Simultaneously, trade-offs between the benefits of economies of scales coming from centralizing production and the shortcomings of having a production site potentially distant from its market will increase (logistics cost, risk of supply chain disruption, etc). Smaller and more versatile production units should multiply, creating in turn the need for efficient simulation and visualization tools to ensure manufacturability of the range of products the unit will be supposed to manufacture. That’s where you should expect the future of VR.
Evolution of display technologies
There are little sales data published by HMD manufacturers and no consensus in the estimates made by third parties. The most common bracket assumes that there are currently between 10 to 20 million VR headsets in operation. A reasonably conservative prediction is that the number of UIO should increase to at least 50 million by 2025.

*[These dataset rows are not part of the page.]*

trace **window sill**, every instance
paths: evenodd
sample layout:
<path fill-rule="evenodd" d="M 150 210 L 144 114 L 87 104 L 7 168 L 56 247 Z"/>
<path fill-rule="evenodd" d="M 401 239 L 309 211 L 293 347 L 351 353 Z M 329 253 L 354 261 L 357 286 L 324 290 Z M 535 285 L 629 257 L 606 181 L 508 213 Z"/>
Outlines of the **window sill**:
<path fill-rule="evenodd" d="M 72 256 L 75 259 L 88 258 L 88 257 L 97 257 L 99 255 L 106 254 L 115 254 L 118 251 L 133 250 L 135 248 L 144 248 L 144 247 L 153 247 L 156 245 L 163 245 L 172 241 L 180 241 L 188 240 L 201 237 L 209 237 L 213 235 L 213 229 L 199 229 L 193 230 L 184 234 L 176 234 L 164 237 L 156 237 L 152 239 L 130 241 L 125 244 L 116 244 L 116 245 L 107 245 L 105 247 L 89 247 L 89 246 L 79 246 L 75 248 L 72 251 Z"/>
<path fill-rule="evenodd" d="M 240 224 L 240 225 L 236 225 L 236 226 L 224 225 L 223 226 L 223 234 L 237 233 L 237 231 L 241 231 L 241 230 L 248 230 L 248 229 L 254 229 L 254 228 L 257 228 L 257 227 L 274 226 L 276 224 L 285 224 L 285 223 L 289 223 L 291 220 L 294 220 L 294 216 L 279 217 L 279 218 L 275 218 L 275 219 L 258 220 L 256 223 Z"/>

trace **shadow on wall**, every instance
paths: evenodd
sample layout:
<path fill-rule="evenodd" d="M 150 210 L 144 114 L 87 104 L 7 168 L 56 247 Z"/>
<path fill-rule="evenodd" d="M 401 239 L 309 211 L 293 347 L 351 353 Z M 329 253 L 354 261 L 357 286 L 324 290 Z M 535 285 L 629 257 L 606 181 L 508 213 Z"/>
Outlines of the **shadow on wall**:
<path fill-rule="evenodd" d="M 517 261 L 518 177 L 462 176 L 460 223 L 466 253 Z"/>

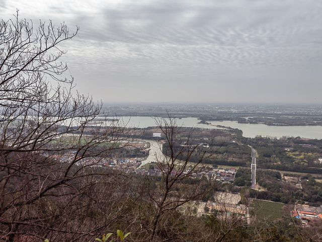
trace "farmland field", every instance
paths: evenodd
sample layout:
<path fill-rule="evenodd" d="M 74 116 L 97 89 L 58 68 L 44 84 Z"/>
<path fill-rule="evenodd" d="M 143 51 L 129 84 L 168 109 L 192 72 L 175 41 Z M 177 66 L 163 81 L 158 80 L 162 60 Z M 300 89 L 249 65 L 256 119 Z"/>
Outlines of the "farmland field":
<path fill-rule="evenodd" d="M 255 199 L 254 201 L 254 212 L 260 220 L 273 221 L 283 215 L 284 204 L 281 203 Z"/>

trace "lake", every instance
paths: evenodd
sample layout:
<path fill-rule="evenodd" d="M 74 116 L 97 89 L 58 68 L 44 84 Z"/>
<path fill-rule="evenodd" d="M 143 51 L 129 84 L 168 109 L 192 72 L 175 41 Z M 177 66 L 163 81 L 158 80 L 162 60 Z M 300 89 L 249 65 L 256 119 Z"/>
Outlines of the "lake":
<path fill-rule="evenodd" d="M 122 119 L 128 127 L 147 128 L 156 126 L 155 120 L 149 116 L 123 116 Z M 212 121 L 211 125 L 198 124 L 196 117 L 177 119 L 177 125 L 185 127 L 218 129 L 212 125 L 221 125 L 243 131 L 245 137 L 255 138 L 257 135 L 278 138 L 282 136 L 300 136 L 309 139 L 322 139 L 322 126 L 269 126 L 261 124 L 238 124 L 236 121 Z"/>

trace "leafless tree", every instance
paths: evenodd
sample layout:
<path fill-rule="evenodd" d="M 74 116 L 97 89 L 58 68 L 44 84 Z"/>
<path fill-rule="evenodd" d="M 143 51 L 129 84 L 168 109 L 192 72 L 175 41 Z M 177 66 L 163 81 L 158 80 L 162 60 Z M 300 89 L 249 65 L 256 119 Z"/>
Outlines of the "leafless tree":
<path fill-rule="evenodd" d="M 176 226 L 182 228 L 182 225 L 179 225 L 180 222 L 176 222 L 174 218 L 182 214 L 180 209 L 185 205 L 202 200 L 211 187 L 206 179 L 198 186 L 189 184 L 187 180 L 194 178 L 200 171 L 198 165 L 212 155 L 205 149 L 199 149 L 198 144 L 191 143 L 190 137 L 193 129 L 183 140 L 180 136 L 182 128 L 177 125 L 175 118 L 169 116 L 155 120 L 165 137 L 160 148 L 163 149 L 163 152 L 166 155 L 156 157 L 156 169 L 160 172 L 160 180 L 148 182 L 147 198 L 151 203 L 148 212 L 151 219 L 146 230 L 149 235 L 147 239 L 150 241 L 161 241 L 162 238 L 175 240 L 186 233 L 176 228 Z M 197 162 L 190 162 L 192 155 L 198 155 Z M 203 183 L 207 184 L 203 187 Z"/>
<path fill-rule="evenodd" d="M 59 62 L 78 29 L 0 21 L 0 240 L 87 241 L 132 202 L 128 177 L 102 165 L 124 126 L 93 125 L 102 104 L 72 94 Z"/>

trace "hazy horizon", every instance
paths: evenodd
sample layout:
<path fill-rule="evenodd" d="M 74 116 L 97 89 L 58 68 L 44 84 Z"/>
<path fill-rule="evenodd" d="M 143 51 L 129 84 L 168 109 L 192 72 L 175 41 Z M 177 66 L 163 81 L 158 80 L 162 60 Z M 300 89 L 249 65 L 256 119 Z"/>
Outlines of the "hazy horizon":
<path fill-rule="evenodd" d="M 63 60 L 104 103 L 322 103 L 322 2 L 0 0 L 17 9 L 80 27 Z"/>

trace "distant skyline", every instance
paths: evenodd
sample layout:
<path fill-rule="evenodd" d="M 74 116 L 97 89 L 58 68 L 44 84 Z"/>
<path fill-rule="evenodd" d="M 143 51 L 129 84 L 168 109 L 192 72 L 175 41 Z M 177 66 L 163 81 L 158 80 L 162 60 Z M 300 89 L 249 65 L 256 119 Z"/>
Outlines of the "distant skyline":
<path fill-rule="evenodd" d="M 0 0 L 64 22 L 80 92 L 116 103 L 322 103 L 322 1 Z"/>

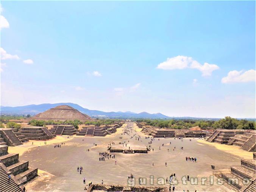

Obviously, the bulk of that number will be used for gaming and not professional use. Nevertheless, cohorts of gamers will reach the job market and should easily embrace VR in their work. This will boost the adoption ratio of HMDs in R&D centers. It does not seem far-fetched to picture companies with important fleet of XR headsets for most engineers and designers to use in their daily work.
Qualitatively, there is still room for improvement in the performance of HMDs. Field of view and image definition will surely progress across the board, but the biggest advancements can be expected on the ease of use. The wider audience that will adopt XR are no specialists. They will expect more comfort and more intuitive controls of the XR environment. The whole ecosystem of professional VR solutions will have to adapt accordingly in order to provide a seamless and user-friendly experience for this early majority audience.
It is important to mention that the emergence of HMD fleets will not spell the death of other display systems. Immersive rooms and other projection-based systems will continue to have a certain number of benefits. They will continue to facilitate teamwork, especially for those not used to working in VR. Their wow effect for corporate meetings and presentations is not negligible either. As a consequence, they should remain a niche, accessible only to companies and research centers due to the investment they require. Yet, this segment will be sustained by hardware innovation such as LED-walls and multi-point of view projectors.
ProXR2025, the future of VR will be streamed
To summarize the outlook of professional XR in 2025 we have painted so far, there will be a lot more headsets used by less expert people, scattered across many locations both in terms of engineering and production.
The key enabler for the system to work will be collaboration. Being able to remotely review a project, be it a future product, a facility or a production line, will be crucial. “Review a project” obviously means visualize 3D data but really interact with it: navigate, turn around, point to specific parts, take measurements, and so on.
The only realistic technical possibility to reach this result seems to be the association of vr remote work and streaming VR. It will make it possible to solve both the issues of computing power and interoperability. Indeed, if XR headsets are now quite affordable, the whole set-up isn’t. If good performance is to be reached, high-end workstations and GPUs are necessary, pushing the bill up. With remote rendering, this computing power can be used -and paid for- only when necessary. As soon as the 5G infrastructure enables, anyone with a standard laptop and a headset will be able to see smoothly the biggest models in XR.
Streaming will also make it possible to share XR content with all stakeholders, even if they don’t have the same systems in terms of software. You develop your product on Siemens NX while a supplier runs on Solidworks? Not a problem with XR streaming, you can check how his submodule integrates into the whole product.